LUGAS | BITUNG — Lima personel di lingkungan Kepolisian Negara Republik Indonesia resmi dilepas melalui tradisi Pedang Pora di halaman Polres Bitung. Upacara pelepasan tersebut dipimpin Kasat Reskrim AKP Ahmad Anugrah Ari Pratama sebagai bentuk penghormatan institusi kepada anggota Polri dan Pegawai Negeri Sipil Polri yang memasuki masa purna tugas setelah mengabdi selama puluhan tahun.
Tradisi Pedang Pora digelar dengan barisan pedang terhunus yang membentuk lorong kehormatan bagi para purnawirawan. Prosesi ini menjadi simbol penghargaan atas dedikasi personel yang telah menyelesaikan masa dinasnya dalam tugas pemeliharaan keamanan dan pelayanan kepada masyarakat.
Personel yang memasuki masa purna tugas terdiri dari AKP (Purn) Destam Dumat S.H., AKP (Purn) Petrus Katiandagho, AKP (Purn) Maksion Makawimbang, AIPTU (Purn) L.O. Tawalujan, serta Penata TK III (Purn) Deysi Lanes.
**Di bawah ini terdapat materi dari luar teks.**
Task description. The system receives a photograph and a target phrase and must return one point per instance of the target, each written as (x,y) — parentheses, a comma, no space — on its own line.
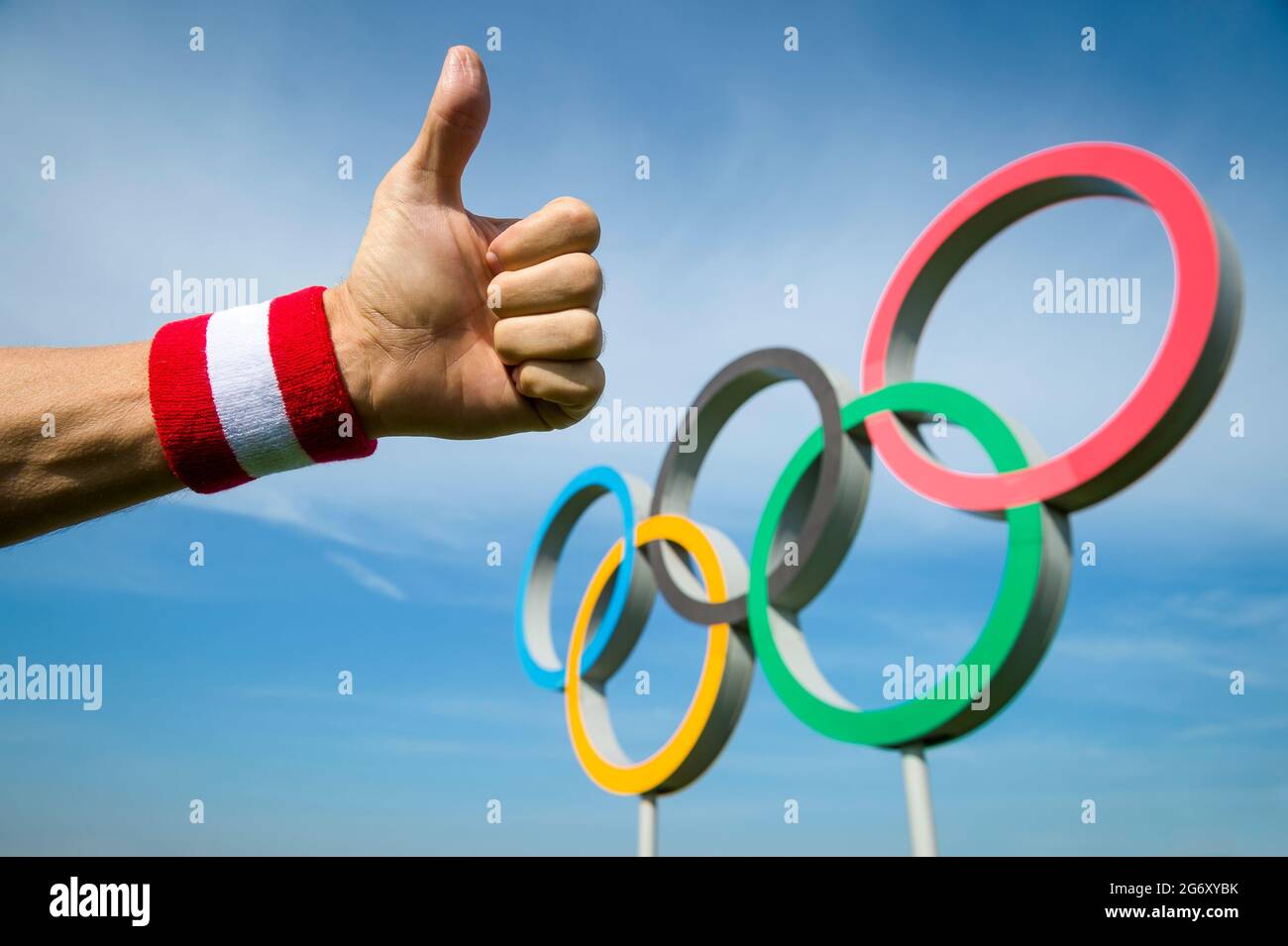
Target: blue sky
(768,167)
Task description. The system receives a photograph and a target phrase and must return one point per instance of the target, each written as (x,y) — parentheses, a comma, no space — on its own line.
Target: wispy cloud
(368,578)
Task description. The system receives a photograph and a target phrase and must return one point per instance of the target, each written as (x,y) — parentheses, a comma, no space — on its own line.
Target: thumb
(455,121)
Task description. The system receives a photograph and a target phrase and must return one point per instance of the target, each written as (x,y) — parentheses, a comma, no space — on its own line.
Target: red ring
(1060,172)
Pelepasan tersebut dihadiri pejabat utama, anggota Polres Bitung, serta keluarga para personel yang purna tugas.
Kasat Reskrim AKP Ahmad Anugrah Ari Pratama mengatakan tradisi Pedang Pora merupakan bentuk penghargaan institusi kepada anggota yang telah mengabdikan diri bagi kepolisian. Ia berharap para purnawirawan tetap menjaga semangat pengabdian dan menjadi teladan di tengah masyarakat.
Upacara berlangsung khidmat dan diakhiri dengan pengantaran para purnawirawan meninggalkan markas Polres Bitung. Prosesi tersebut menjadi penanda berakhirnya masa dinas aktif sekaligus penghormatan terakhir institusi kepada para personel yang telah menyelesaikan pengabdiannya.